Что касается меня, то я изнемогала. После тишины и одиночества Петропавловской крепости невыносимо было напряжение нервов от перемены обстановки. Ошеломленная видом товарищей, возбужденная соседством и голосами людей, как и светом больших люстр по вечерам, — я не могла вынести до конца ни одного заседания и уходила в камеру, чтобы дать передышку измученным нервам.
В перерыве приходила мать с сестрой, и нервам давалась новая работа, пока с грустью не приходилось сказать: "Уйдите! нет больше сил…"
Как на предварительном следствии я письменно изложила все, касавшееся моего личного участия в революционном движении, не желая ни на йоту умалить мою ответственность перед существующим законом, так и на суде мое поведение определилось тем же мотивом. Поэтому я совершенно не нуждалась в защите. Однако, я пригласила присяжного поверенного Леонтьева 2-го, объяснив ему, что единственная цель моего обращения — возможность говорить наедине: я должна была сделать последние распоряжения, но это было невозможно на отданиях с матерью, так как при нас неизменно сидела надзирательница.

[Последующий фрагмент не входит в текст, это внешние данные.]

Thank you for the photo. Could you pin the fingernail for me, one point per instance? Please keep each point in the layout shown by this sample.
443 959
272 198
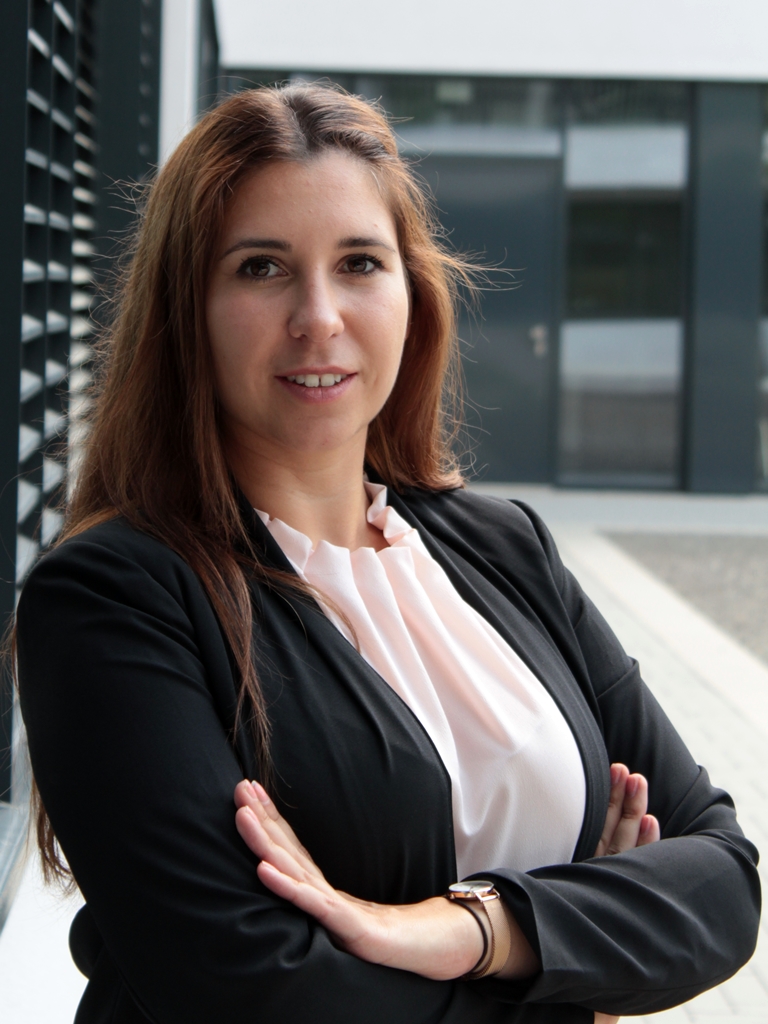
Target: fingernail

Во время предварительного заключения, зная, что я люблю цветы, сестра не раз обращалась с просьбой передать их мне, но в Петропавловской крепости не допускалось решительно никаких передач. Теперь, во время суда, в последний день его, она принесла мне прелестный букет из роз. И эти чудные розы дали мне одно из самых нежных воспоминаний, унесенных в Шлиссельбург.
Другим трогательным эпизодом в эти тягостные дни был неожиданный привет от француженки (г-жа Матросова, урожд. Valdon), преподававшей в казанском Родионовском институте и знавшей меня 12-летней девочкой на школьной скамье. Теперь, когда я была на скамье подсудимых, она вспомнила свою маленькую ученицу и горячо приветствовала меня.
Наступил, наконец, самый памятный день моей жизни, самый патетический момент суда, когда председатель, обращаясь к скамье подсудимых, особенным, торжественным голосом говорит: "Подсудимый! вам принадлежит последнее слово".